Things have started deteriorating again. Express Tribune reported on 17th April, 2012,
“The outpatient departments (OPDs) of public hospitals across the province were closed on Monday as senior doctors joined their junior colleagues in a strike called by the Young Doctors Association (YDA).This was the fourth day of the strike in Lahore, but the first in the rest of the province. Patients were left unattended in the OPDs as there wasn’t anybody to examine them.
“This has never happened before. Even the professors weren’t willing to come to OPDs,” said a senior faculty member at King Edward Medical University and a professor at Mayo Hospital who did not go to work on Monday either. He said that professors were either backing the YDA or scared of it.”
The latest wave of protests is based on three demands by doctors.
- The service structure should be revised, as agreed by the CM Punjab last year in negotiations.
- The transfer of 46 under-training doctors to different hospitals, mid-training should be reversed.

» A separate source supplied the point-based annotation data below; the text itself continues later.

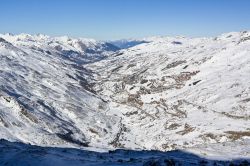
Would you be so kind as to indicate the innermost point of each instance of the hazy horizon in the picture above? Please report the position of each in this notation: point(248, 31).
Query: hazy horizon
point(112, 19)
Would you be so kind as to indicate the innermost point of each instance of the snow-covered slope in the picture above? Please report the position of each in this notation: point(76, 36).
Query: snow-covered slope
point(179, 92)
point(169, 93)
point(45, 98)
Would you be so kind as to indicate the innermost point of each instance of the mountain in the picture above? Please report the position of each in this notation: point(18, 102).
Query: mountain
point(124, 44)
point(164, 94)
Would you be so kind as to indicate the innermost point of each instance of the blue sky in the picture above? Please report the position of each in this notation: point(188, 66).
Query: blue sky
point(116, 19)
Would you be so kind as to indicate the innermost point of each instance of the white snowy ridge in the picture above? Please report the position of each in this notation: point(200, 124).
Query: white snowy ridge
point(163, 93)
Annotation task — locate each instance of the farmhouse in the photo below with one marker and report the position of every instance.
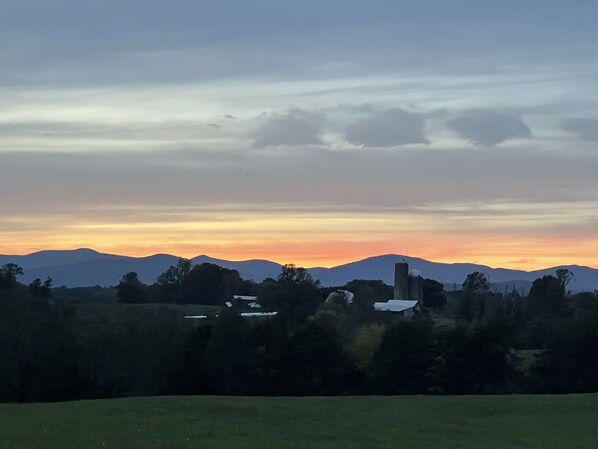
(249, 301)
(408, 292)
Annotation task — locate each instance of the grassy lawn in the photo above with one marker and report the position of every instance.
(559, 422)
(116, 309)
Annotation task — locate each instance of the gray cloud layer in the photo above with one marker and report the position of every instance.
(488, 128)
(58, 182)
(293, 127)
(587, 129)
(388, 128)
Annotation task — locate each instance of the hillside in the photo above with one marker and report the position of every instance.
(85, 267)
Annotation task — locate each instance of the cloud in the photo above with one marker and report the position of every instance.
(586, 129)
(388, 128)
(293, 127)
(488, 128)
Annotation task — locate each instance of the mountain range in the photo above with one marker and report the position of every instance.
(86, 267)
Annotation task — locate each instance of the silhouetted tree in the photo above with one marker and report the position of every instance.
(130, 289)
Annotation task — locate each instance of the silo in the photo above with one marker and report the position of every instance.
(401, 280)
(415, 289)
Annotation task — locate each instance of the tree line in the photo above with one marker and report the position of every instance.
(470, 341)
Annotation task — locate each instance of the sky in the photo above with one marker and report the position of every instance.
(312, 132)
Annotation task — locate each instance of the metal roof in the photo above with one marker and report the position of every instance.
(394, 305)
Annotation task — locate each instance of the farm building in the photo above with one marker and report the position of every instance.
(408, 292)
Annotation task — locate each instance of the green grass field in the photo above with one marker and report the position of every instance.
(119, 310)
(559, 422)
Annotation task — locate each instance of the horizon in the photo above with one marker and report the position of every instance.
(318, 133)
(290, 262)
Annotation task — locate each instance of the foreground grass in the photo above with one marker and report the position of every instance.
(338, 422)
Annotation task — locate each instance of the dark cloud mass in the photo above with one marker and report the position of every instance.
(488, 128)
(586, 129)
(291, 128)
(388, 128)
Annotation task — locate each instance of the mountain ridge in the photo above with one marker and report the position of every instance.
(87, 267)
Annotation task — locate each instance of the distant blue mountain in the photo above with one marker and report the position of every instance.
(86, 267)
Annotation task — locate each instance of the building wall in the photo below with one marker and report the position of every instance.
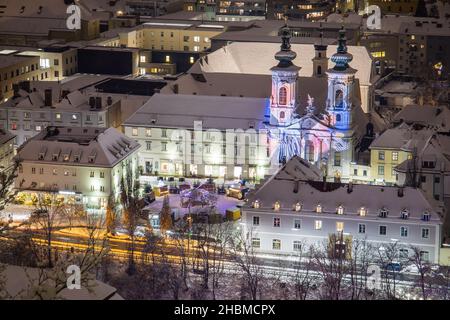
(26, 123)
(215, 155)
(26, 69)
(308, 235)
(93, 185)
(6, 154)
(387, 174)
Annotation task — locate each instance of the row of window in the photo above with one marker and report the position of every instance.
(383, 212)
(58, 116)
(55, 186)
(382, 229)
(66, 172)
(382, 156)
(297, 246)
(18, 72)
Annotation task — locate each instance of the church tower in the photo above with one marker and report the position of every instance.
(341, 87)
(283, 101)
(320, 60)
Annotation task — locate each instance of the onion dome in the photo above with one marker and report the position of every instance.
(285, 55)
(341, 58)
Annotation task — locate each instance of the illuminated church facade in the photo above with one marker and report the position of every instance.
(209, 135)
(326, 140)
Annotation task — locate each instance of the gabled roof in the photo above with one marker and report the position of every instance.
(180, 111)
(92, 147)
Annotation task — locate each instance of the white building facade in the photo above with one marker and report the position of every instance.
(81, 165)
(288, 212)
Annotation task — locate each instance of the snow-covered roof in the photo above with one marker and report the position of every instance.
(180, 111)
(435, 149)
(92, 147)
(289, 187)
(435, 117)
(5, 136)
(20, 279)
(402, 137)
(258, 58)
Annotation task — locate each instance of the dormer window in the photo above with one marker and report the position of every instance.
(384, 213)
(277, 206)
(404, 214)
(319, 208)
(362, 212)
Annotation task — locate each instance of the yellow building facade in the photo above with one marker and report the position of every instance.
(383, 161)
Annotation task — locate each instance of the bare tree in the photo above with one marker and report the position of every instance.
(7, 193)
(388, 257)
(166, 216)
(423, 267)
(111, 216)
(214, 238)
(248, 262)
(361, 258)
(50, 282)
(331, 264)
(303, 279)
(131, 208)
(48, 209)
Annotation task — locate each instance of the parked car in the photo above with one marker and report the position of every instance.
(237, 192)
(174, 189)
(149, 197)
(221, 190)
(393, 266)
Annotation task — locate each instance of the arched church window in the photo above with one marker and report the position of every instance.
(282, 96)
(309, 151)
(339, 98)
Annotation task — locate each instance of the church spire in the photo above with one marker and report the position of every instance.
(341, 58)
(285, 55)
(283, 101)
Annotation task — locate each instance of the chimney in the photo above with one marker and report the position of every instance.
(350, 187)
(92, 102)
(98, 102)
(16, 90)
(296, 184)
(48, 98)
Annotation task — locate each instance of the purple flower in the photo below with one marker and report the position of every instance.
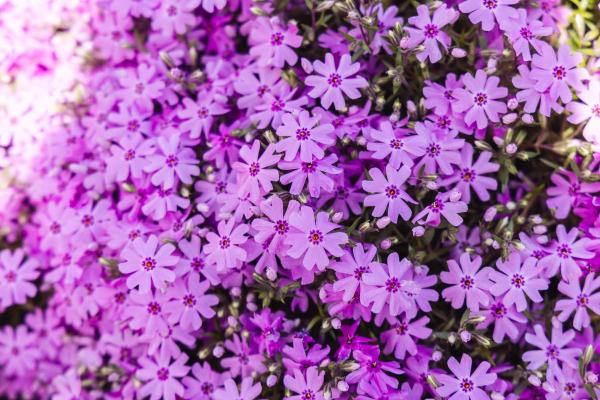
(480, 97)
(247, 390)
(517, 280)
(551, 352)
(470, 175)
(254, 173)
(563, 253)
(464, 384)
(468, 281)
(148, 263)
(302, 133)
(486, 11)
(558, 72)
(161, 377)
(312, 238)
(333, 82)
(587, 110)
(224, 249)
(388, 193)
(307, 386)
(428, 31)
(580, 300)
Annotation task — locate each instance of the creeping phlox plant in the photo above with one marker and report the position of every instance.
(299, 199)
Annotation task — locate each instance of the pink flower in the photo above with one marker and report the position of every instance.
(389, 193)
(272, 42)
(552, 352)
(464, 384)
(479, 98)
(471, 175)
(401, 149)
(580, 300)
(161, 377)
(517, 280)
(316, 172)
(564, 252)
(148, 262)
(428, 31)
(198, 116)
(587, 110)
(174, 161)
(486, 11)
(302, 133)
(333, 82)
(307, 386)
(223, 249)
(247, 390)
(468, 281)
(254, 174)
(558, 72)
(313, 238)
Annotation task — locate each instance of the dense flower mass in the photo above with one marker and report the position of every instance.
(300, 200)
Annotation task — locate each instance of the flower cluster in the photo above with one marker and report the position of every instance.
(299, 200)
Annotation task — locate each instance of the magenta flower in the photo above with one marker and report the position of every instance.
(189, 302)
(273, 43)
(313, 238)
(302, 133)
(442, 206)
(489, 11)
(307, 386)
(580, 300)
(162, 377)
(558, 72)
(148, 263)
(524, 32)
(174, 161)
(16, 277)
(198, 116)
(400, 338)
(253, 173)
(247, 390)
(224, 249)
(464, 384)
(587, 110)
(401, 149)
(480, 97)
(468, 281)
(428, 31)
(517, 280)
(552, 352)
(351, 269)
(316, 172)
(333, 82)
(388, 193)
(471, 175)
(564, 252)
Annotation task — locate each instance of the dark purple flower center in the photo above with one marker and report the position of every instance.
(430, 31)
(282, 227)
(392, 285)
(302, 134)
(162, 374)
(518, 281)
(315, 237)
(334, 80)
(480, 99)
(466, 385)
(149, 263)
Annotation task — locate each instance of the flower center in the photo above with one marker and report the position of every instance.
(431, 31)
(480, 99)
(334, 80)
(315, 237)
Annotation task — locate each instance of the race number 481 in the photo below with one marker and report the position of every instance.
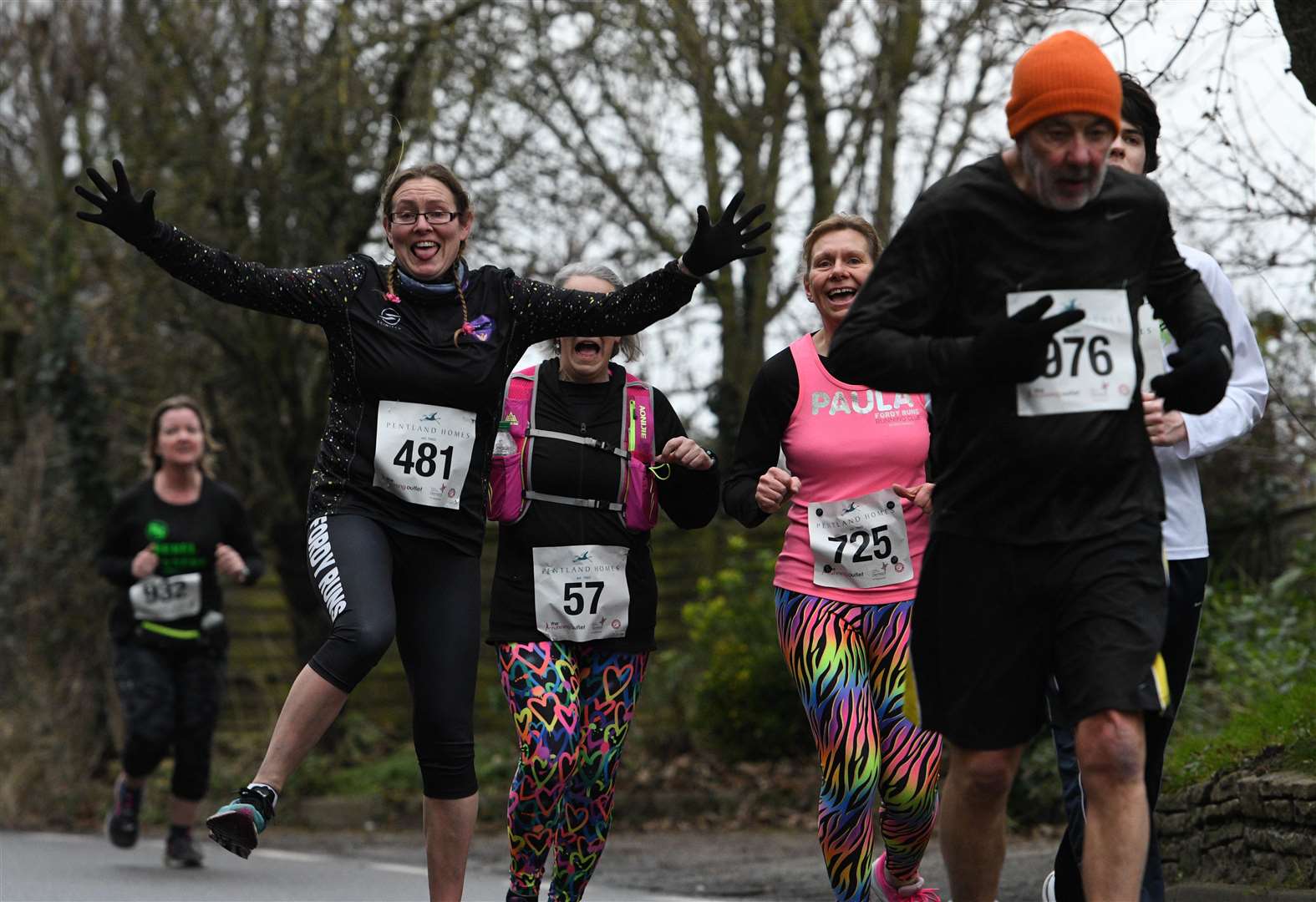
(425, 460)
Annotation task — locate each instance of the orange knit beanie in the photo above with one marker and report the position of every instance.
(1064, 73)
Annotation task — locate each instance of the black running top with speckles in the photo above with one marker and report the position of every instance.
(412, 416)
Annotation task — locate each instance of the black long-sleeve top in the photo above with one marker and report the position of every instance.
(404, 352)
(185, 538)
(687, 496)
(758, 446)
(968, 241)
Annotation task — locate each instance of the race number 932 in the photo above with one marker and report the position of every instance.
(1090, 364)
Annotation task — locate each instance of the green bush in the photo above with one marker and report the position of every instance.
(1253, 688)
(744, 701)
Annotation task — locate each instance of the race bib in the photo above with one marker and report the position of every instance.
(581, 592)
(1149, 342)
(166, 597)
(423, 453)
(1090, 364)
(860, 543)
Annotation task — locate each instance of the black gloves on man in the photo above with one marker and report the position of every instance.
(1015, 350)
(1202, 370)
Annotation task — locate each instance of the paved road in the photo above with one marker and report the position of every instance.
(661, 867)
(80, 868)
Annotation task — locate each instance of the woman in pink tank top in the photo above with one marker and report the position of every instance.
(857, 504)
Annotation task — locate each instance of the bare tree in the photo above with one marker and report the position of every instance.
(653, 108)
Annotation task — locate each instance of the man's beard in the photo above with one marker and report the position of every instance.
(1044, 180)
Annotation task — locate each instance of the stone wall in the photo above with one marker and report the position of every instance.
(1242, 829)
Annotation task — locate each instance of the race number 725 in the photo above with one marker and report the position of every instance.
(881, 545)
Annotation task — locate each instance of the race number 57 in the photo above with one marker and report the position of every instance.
(1096, 355)
(577, 600)
(861, 538)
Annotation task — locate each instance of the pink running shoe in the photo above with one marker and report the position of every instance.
(913, 892)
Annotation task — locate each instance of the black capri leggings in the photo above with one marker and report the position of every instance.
(171, 701)
(378, 583)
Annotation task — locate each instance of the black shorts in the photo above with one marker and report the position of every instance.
(993, 621)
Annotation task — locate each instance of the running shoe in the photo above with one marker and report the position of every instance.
(237, 824)
(915, 892)
(182, 852)
(121, 822)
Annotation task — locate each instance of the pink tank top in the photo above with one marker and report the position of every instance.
(844, 442)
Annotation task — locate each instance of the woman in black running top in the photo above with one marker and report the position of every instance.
(169, 540)
(576, 595)
(419, 352)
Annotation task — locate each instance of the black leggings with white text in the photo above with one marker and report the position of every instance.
(378, 584)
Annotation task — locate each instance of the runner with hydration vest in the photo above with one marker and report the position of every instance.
(587, 455)
(419, 354)
(856, 494)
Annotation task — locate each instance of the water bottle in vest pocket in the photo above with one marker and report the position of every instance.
(507, 501)
(510, 484)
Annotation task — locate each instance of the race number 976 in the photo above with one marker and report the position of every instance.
(1096, 355)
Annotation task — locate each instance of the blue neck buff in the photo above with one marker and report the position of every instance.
(432, 288)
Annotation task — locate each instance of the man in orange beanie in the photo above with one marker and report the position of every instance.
(1045, 550)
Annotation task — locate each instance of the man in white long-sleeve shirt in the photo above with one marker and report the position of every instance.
(1179, 439)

- Seats for paid house jobs in Government Hospitals should be increased because of increased number of seats for students in the Entry test.
The 46 doctors that are being mentioned include many high-profile YDAP members and it is a blatant attempt to break the strong-hold of YDAP from Services Hospital. OPDs have been closed for the last 3 days, as mentioned in the news report above. Doctors have warned that if the transfer orders are not withdrawn, Emergency Services will also be discontinued. There is a “Dharna” also planned by the YDAP on 25th of April, 2012. The battle lines have been drawn again, and sadly the ultimate victim of this tussle would be the ordinary patient who cannot afford private health Care. Both the Government and the Doctor Community needs to understand the sensitiveness of this issue because things could turn ugly again.